JAKARTA - Kepala Kejaksaan Tinggi DKI Jakarta Patris Yusrian Jaya mengungkap pengembangan penyelidikan kasus korupsi kegiatan fiktif Dinas Kebudayaan DKI Jakarta.
Korupsi ini melibatkan pihak swasta selaku event organizer (EO) fiktif dan tak terdaftar secara resmi bernama GR-Pro.
Demi melancarkan aksinya, Kepala Dinas Kebudayaan Iwan Henry Wardhana (IHW) sampai menyediakan ruang kerja khusus untuk GR-Pro. Mereka telah beroperasi selama dua tahun.
"EO ini dibuatkan ruangan di Dinas Kebudayaan, serta mempunyai beberapa orang staf yang juga ikut berkantor di situ," kata Patris di Kantor Kejati DKI Jakarta, Kamis, 2 Januari.
Dalam pemeriksaan awal, Kejati memprediksi nilai kegiatan Dinas Kebudayaan DKI yang dikorupsi sebesar Rp150 miliar. Patris menyebut ada kemungkinan nilai tersebut bisa lebih besar seiring pengembangan penyelidikan.
"Dalam perkembangannya tentunya akan kita kembangkan kegiatan-kegiatan lain. Termasuk kegiatan di 2024, belum termasuk yang Rp150 miliar yang kita proses ini. Jadi masih terus dikembangkan," ungkap Patris.
BACA JUGA:
Dalam kasus ini, tiga orang telah ditetapkan sebagai tersangka, yakni Kepala Dinas Kebudayaan (Disbud) DKI Iwan Henry Wardhana (IHW), Kepala Bidang Pemanfaatan Disbud DKI Mohamad Fairza Maulana (MFM), dan pihak swasta selaku pemilik EO bernama Gatot Arif Rahmadi (GAR).
Saat ini, Gatot selaku pemilik EO fiktif telah ditahan di Rutan Cipinang selama 20 hari, usai menjalani pemeriksaan sebagai tersangka. Kemudian, Kejati DKI menjadwalkan pemanggilan kepada Iwan dan Fairza selaku pemeriksaan tersangka pada pekan depan.
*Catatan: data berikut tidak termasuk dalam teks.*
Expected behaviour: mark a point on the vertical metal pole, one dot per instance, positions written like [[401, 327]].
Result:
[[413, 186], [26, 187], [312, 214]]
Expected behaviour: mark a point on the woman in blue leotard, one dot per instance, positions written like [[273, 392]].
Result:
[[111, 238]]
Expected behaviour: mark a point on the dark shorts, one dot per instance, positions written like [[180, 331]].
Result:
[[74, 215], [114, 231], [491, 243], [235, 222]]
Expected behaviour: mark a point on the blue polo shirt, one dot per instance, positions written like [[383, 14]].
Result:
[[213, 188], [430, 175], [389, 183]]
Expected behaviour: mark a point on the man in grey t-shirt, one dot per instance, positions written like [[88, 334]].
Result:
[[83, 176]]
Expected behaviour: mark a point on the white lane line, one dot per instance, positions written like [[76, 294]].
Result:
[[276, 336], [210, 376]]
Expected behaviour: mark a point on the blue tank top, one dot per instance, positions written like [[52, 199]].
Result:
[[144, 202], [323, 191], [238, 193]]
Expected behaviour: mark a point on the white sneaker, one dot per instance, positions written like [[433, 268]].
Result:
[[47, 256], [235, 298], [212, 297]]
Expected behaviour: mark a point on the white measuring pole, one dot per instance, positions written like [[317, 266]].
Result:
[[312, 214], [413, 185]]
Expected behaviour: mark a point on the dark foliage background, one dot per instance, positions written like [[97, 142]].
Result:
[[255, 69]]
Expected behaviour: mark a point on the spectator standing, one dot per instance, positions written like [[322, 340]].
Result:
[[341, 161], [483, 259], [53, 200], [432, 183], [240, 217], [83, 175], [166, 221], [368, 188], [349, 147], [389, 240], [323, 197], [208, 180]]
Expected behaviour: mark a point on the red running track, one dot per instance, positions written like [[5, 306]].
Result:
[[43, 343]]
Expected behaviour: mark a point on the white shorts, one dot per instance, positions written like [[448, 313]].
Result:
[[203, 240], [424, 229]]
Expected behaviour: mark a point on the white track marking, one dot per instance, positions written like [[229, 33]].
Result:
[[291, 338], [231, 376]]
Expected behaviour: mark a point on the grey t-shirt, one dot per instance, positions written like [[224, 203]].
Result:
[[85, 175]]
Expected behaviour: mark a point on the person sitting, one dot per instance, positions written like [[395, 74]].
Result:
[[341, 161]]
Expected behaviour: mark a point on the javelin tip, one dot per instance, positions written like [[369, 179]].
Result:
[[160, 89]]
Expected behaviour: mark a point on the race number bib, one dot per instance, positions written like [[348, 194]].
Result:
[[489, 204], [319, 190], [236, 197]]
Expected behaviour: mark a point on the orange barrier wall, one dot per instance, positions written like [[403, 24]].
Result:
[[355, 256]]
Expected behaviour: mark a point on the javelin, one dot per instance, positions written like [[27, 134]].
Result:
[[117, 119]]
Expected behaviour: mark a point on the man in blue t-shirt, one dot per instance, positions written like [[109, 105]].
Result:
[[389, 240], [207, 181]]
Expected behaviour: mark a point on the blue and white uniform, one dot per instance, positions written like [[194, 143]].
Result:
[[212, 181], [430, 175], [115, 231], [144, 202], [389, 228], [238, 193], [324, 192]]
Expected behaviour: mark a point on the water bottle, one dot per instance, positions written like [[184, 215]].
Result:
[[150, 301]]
Kegiatan yang dikerjasamakan dengan GR-Pro dilancarkan dengan dua variasi, yakni kegiatan yang sepenuhnya fiktif, lalu kegiatan yang sebagian dilaksanakan dan sebagian lagi difiktifkan.
Dalam menjalankan kegiatan yang bersumber dari APBD perangkat daerah seperti Disbud harus membuat pertanggungjawaban penggunaan anggaran.
Untuk menutupi celah itu, Iwan dan Fairza membuat surat pertanggungjawaban atau SPJ dengan menggunakan stempel-stempel palsu dan meminjam beberapa perusahaan-perusahaan dengan imbalan 2,5 persen. Perusahaan itu pun tak melaksanakan kegiatan seperti yang dibuat di SPJ Dinas Kebudayaan.
"Salah satu kegiatannya itu pagelaran seni dengan anggaran Rp15 miliar. Modus manipulasi di antaranya mendatangkan beberapa pihak kemudian diberi seragam sebagai penari," jelas Patris.
"Selanjutnya foto-foto di panggung dan diberi judul seolah-olah foto ini setelah melaksanakan kegiatan tarian tertentu, Tapi tariannya tidak pernah ada. Dan ini kemudian dibuat pertanggungjawaban. Itu juga sudah dilengkapi dengan stempel-stempel palsu dari pengelola," tambahnya.